To put Christian principles into practice through programs that build healthy Spirit, Mind, and Body for all.
When George Williams and 11 other young clerks formed the first Young Men's Christian Association in London in June 1844, they began a world movement. But Williams and his friends were unaware of the significance of their act. On that day, meeting in a room in the dry good firm of Hitchcock and Rogers, where most of them worked and lived, they were concerned simply with helping young men like themselves find God.
London in the mid-nineteenth century was indeed a place to imperil souls. Tens of thousands of young men had migrated there from the countryside to find employment. They worked 12 or 14 hours each day and in dry goods firms; most lived crowded together in small rooms above the shops.
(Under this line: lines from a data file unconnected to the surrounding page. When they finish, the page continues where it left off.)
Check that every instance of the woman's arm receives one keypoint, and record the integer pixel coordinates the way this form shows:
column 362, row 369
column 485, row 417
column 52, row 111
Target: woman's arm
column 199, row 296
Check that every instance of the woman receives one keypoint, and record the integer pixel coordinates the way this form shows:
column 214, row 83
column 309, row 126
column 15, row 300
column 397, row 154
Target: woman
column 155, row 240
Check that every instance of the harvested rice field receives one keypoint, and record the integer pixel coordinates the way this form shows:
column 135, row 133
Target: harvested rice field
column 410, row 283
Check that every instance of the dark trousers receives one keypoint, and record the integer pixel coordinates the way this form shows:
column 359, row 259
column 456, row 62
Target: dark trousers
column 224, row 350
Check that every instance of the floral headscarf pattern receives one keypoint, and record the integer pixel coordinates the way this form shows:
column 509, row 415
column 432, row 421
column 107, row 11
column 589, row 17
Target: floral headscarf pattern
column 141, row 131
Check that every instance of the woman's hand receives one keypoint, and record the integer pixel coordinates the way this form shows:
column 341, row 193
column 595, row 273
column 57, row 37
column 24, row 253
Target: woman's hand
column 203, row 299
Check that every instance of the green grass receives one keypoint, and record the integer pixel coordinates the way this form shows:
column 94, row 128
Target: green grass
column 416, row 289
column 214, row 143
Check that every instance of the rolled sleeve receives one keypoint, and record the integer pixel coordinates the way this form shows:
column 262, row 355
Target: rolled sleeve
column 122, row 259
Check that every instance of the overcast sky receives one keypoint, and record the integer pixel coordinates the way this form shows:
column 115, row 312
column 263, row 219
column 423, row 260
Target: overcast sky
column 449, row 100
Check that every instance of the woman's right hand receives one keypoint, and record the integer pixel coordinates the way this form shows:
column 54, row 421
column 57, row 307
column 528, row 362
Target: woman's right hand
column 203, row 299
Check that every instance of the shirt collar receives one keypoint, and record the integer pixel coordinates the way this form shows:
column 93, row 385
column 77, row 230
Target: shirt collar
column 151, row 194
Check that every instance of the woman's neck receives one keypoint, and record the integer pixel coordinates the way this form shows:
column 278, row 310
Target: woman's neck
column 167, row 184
For six days each week, most of them could only go from their beds to the counter, and from the counter to their beds. On the seventh day, some attended religious services. Most went to taverns or brothels, any place that was warm, cheerful and well lighted.
Williams and his friends had, in John Wesley's words, felt their souls strangely warmed by God. The dangers of vice troubled them, but their purpose in organizing was not negative. They wanted to extend God's grace to unconverted young men so they could feel the warmth and glow that is ours.
In the United States, Thomas Valentine Sullivan, a retired sea captain and lay missionary for the Baptist Church, also worried about the temptations facing young men in large cities. In October 1851, he read an account of the London association in the Boston Watchman and Reflector. He visited the London association and then returned to Boston to convene a meeting, on December 15, to discuss forming an association in that city. He and six others drafted a constitution that was reviewed at a second meeting a week later. On December 29, in the chapel of the Old South Church in Spring Lane, they approved the constitution and began their work to improve the spiritual and mental condition of young men.
June 18, 2008, the YMCAs in Volusia & Flagler counties completed the final steps to operate as the Volusia Flagler Family YMCA. Merger talks have been in the works for months, and the final contract for the merger was approved. The YMCA continues to provide programs to more than 43,000 members and program participants at eight YMCAs, one resident camp and numerous after school sites throughout Volusia and Flagler counties.